= Sun Current newspapers =

Newspapers in Minnesota

The Sun Current are a series of newspapers that are or have been published in Minnesota. As of 2023, two surviving newspapers were edited by Sun Current Newspapers of Eden Prairie, Minnesota, a subsidiary of Adams Publishing Group.

==Historical newspapers==
As of 2017, according to the Minnesota Newspaper Association, the titles included:

• Bloomington Sun Current. Published weekly since before 1994, publication subsequently ceased in November 2018, when it merged with the Richfield Sun Current to form the Bloomington-Richfield Sun Current. The paper was originally published in Bloomington, but later the editorial moved to Eden Prairie. As of 2023, the Minnesota History Center maintained a set of archives of the issues of the Bloomington Sun Current, as did the Bloomington Historical Society at its Old Town Hall Museum.

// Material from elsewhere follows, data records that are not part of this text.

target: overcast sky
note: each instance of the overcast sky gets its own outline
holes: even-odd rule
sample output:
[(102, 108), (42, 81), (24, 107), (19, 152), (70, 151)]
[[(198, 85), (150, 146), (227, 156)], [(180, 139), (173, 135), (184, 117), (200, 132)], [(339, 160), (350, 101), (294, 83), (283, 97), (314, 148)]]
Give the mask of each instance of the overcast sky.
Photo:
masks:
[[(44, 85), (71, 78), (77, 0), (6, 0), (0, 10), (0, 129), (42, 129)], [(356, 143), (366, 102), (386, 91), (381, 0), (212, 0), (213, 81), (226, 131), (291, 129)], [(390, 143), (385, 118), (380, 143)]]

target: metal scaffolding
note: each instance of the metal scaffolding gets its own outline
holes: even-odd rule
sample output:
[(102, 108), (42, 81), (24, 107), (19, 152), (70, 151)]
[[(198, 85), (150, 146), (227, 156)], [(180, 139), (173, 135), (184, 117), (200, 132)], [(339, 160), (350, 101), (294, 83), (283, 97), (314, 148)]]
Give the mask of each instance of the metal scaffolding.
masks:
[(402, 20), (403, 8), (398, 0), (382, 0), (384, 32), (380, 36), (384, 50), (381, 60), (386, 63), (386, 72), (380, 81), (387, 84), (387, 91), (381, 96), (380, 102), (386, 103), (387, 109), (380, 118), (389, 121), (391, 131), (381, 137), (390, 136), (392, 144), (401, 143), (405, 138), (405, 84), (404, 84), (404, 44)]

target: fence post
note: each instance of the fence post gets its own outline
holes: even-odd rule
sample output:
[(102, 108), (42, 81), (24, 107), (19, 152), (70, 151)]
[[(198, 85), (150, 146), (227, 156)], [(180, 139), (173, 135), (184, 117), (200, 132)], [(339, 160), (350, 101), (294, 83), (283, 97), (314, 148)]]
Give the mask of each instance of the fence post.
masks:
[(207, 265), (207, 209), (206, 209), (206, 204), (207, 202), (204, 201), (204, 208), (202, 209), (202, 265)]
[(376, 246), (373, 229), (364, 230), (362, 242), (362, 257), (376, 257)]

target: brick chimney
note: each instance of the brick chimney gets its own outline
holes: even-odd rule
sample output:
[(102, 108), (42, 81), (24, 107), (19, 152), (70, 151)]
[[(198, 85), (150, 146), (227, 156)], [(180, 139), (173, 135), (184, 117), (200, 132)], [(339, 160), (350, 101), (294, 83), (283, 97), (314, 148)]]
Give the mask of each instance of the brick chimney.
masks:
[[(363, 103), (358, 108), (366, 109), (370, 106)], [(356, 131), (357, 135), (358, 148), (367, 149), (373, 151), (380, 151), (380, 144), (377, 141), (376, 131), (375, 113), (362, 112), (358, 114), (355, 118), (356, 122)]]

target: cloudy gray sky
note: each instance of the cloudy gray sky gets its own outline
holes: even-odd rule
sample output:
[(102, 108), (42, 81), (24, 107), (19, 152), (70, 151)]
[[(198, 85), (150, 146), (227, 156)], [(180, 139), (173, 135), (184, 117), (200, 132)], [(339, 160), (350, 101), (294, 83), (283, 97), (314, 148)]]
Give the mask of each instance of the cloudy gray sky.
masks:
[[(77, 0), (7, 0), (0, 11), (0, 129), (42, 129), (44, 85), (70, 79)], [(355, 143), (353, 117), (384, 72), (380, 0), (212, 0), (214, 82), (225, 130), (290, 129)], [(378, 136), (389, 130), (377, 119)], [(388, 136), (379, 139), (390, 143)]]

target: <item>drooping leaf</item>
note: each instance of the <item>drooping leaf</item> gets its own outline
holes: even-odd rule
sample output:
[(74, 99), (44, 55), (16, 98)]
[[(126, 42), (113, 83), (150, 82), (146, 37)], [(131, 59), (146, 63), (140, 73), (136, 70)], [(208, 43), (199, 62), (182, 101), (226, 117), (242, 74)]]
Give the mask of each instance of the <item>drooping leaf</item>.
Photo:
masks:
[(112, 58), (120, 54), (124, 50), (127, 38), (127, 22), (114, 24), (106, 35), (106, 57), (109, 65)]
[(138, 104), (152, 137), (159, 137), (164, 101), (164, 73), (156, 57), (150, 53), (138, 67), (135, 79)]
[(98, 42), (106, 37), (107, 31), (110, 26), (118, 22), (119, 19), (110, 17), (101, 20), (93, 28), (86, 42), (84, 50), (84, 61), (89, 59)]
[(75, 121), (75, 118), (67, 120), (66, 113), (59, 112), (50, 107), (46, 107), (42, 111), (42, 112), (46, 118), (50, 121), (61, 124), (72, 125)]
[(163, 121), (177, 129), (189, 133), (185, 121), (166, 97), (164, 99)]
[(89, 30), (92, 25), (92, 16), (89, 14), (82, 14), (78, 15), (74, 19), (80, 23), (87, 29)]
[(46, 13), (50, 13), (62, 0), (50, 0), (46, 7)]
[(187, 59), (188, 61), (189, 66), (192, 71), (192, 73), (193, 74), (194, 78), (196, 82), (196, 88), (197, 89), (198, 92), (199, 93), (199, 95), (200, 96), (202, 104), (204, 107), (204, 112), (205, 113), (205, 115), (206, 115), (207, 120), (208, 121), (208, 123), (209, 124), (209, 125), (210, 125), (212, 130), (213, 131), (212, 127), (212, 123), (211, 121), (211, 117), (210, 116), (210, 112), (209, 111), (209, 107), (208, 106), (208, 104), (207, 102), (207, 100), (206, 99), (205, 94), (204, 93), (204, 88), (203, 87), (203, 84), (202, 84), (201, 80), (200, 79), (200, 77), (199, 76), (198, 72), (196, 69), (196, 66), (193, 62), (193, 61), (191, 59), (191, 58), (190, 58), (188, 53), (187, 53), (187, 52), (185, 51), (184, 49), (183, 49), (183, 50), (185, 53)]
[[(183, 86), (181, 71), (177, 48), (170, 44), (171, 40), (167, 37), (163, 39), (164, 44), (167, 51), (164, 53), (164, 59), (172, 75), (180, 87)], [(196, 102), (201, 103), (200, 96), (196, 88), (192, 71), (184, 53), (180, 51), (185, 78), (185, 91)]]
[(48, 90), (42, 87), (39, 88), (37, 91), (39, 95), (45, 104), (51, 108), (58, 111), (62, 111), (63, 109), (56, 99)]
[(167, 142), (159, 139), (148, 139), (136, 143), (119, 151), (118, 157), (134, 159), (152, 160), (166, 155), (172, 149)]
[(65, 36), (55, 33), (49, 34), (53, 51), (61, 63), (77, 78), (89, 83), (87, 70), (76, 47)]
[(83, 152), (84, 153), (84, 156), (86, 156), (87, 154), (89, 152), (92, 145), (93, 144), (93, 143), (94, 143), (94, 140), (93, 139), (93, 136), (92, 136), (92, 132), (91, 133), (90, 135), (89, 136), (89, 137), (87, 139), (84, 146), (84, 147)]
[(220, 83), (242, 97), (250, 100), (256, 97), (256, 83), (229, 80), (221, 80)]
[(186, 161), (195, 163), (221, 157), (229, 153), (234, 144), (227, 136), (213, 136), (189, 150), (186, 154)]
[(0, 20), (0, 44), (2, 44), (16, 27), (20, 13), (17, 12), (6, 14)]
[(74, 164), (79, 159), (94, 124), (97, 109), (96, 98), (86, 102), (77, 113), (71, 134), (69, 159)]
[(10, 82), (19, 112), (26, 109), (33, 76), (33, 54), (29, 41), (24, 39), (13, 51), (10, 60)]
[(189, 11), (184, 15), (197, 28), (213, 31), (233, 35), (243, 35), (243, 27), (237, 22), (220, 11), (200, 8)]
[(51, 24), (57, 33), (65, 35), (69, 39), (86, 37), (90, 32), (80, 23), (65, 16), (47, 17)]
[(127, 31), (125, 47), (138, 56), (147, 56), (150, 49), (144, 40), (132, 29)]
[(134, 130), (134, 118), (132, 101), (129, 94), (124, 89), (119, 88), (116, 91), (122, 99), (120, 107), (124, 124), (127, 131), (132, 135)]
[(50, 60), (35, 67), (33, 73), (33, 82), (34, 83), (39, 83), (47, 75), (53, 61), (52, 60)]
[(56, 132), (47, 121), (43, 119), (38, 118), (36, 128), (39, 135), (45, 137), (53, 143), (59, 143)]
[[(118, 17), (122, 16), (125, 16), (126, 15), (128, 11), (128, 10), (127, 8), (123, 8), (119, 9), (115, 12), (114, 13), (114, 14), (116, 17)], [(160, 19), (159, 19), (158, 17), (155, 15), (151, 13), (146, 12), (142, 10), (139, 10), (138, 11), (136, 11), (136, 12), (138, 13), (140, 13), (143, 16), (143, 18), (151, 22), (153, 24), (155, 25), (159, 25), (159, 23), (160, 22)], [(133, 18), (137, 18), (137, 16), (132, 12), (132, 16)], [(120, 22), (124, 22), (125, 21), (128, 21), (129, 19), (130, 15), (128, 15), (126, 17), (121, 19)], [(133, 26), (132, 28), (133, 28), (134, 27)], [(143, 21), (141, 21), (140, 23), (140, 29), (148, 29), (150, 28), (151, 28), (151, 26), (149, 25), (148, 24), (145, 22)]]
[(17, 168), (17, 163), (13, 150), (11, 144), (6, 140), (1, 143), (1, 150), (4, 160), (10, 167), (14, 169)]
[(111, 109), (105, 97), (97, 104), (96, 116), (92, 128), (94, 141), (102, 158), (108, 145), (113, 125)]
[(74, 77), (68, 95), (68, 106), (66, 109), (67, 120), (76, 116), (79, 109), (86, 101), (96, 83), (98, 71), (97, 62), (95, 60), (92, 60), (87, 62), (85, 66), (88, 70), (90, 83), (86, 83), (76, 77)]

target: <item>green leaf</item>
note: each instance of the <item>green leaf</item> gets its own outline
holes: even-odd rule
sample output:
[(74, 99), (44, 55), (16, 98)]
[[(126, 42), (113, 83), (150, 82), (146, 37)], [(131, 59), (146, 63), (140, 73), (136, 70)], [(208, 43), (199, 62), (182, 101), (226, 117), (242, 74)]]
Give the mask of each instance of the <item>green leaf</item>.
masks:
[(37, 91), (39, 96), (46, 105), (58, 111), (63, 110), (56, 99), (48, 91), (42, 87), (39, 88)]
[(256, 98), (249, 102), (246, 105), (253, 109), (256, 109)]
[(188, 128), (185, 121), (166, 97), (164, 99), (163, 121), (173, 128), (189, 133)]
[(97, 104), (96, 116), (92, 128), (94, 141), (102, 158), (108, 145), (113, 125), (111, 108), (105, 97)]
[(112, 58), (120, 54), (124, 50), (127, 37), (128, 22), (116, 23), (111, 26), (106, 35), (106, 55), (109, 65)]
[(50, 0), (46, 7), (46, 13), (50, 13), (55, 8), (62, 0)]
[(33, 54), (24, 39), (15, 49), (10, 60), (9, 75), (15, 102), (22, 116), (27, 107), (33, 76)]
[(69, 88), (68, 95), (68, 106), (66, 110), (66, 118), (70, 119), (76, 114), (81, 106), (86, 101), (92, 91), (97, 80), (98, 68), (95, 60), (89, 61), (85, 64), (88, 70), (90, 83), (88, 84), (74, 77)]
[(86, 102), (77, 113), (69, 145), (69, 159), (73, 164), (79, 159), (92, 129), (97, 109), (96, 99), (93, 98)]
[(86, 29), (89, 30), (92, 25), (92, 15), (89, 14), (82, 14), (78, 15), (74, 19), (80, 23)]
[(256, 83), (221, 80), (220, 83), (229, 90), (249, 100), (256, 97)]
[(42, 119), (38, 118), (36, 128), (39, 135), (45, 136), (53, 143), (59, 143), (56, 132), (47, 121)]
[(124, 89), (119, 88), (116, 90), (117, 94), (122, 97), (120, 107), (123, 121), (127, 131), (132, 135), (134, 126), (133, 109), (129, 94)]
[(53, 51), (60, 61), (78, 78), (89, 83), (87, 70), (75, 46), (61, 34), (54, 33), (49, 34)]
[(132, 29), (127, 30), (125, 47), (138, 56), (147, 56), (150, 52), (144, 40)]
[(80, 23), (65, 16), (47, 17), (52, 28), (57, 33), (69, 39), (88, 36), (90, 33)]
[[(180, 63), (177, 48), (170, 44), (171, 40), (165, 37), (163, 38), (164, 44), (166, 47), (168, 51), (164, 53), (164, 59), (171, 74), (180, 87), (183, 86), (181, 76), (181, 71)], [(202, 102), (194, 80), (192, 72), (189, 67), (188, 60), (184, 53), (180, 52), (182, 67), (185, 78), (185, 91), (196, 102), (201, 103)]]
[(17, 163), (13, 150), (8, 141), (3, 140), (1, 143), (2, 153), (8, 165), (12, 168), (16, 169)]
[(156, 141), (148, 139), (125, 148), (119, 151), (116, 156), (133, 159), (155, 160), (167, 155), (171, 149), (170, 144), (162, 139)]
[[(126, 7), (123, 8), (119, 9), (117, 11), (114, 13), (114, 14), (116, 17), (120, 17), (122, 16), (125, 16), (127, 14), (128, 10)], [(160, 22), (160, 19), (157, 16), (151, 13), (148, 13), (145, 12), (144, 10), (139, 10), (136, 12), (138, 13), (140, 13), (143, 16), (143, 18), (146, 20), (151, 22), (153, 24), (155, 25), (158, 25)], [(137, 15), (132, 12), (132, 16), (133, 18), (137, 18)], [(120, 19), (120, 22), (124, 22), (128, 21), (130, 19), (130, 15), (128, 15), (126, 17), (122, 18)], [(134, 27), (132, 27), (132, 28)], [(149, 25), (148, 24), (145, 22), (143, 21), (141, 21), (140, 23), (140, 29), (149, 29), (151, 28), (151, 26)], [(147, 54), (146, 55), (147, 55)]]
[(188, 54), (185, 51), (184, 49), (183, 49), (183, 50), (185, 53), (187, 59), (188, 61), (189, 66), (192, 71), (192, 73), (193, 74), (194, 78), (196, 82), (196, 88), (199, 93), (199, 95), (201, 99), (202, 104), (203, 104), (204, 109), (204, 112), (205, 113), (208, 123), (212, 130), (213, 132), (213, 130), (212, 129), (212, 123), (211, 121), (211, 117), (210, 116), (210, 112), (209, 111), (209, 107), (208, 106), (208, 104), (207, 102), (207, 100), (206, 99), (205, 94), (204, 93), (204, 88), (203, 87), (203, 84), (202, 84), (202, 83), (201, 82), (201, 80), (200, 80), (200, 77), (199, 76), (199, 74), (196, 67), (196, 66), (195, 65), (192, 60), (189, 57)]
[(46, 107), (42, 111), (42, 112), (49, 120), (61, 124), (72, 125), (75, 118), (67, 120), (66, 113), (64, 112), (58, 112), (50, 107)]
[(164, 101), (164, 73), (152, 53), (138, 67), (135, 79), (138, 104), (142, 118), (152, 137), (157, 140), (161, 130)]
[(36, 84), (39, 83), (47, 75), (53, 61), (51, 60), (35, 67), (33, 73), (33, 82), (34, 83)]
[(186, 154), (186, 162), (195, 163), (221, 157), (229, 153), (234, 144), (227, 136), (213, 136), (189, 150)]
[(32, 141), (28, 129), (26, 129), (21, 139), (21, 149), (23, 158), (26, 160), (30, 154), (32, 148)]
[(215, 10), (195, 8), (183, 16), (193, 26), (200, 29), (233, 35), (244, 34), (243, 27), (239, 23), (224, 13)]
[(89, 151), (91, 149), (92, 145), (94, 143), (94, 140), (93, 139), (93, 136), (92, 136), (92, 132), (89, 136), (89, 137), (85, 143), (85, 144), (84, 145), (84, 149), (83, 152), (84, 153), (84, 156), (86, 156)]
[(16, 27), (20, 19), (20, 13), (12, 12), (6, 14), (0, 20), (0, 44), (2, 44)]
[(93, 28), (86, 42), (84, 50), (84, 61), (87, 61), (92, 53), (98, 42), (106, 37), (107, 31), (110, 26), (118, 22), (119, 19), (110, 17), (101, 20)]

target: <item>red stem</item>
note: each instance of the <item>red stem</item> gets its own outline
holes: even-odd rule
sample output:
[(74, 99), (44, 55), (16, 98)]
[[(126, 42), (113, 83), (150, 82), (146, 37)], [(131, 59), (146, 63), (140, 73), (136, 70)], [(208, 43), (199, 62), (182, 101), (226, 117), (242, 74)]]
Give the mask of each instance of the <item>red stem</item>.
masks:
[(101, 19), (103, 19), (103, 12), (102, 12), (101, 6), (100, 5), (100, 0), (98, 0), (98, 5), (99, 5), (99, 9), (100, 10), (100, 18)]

• Eden Prairie Sun Current. Publication began in September 2002 and ceased in August 2019, when it merged with the Sun Sailor. In its final year the paper was reported to have an average run of 3134 copies. As of 2023, The Minnesota History Center maintained a set of archives of its issues.

• Edina Sun Current, published weekly as of 2023. The paper has been published since July 16, 1984.

• Richfield Sun Current. Publication ceased in 2018 when it merged with the Bloomington Sun Current to form the Bloomington-Richfield Sun Current.

The Edina Sun-Current, Eden Prairie Sun-Current, and Richfield Sun-Current were all distributed in print media and were considered part of the Twin Cities Metro Area market.

==Current newspapers==
As of early 2023, Adams Publishing Group claimed current publication of:

• Bloomington-Richfield Sun Current, published weekly in Eden Prairie since December 2018, resulting from the merger of the Richfield Sun Current and the Bloomington Sun Current; and publication of the aforementioned Edina Sun Current.

==Circulation==
As of 2023, the editorial claimed over 20,000 readers of the Sun Current newspapers. On its July 2019 report, the Minnesota Newspaper Association reported over 3,000 readers for the Eden Prairie Sun Current, over 6,000 for the Edina Sun Current, and over 11,000 for the Bloomington-Richfield Sun Current.

In March 2024, Sun Current announced it was switching to a paid subscription model.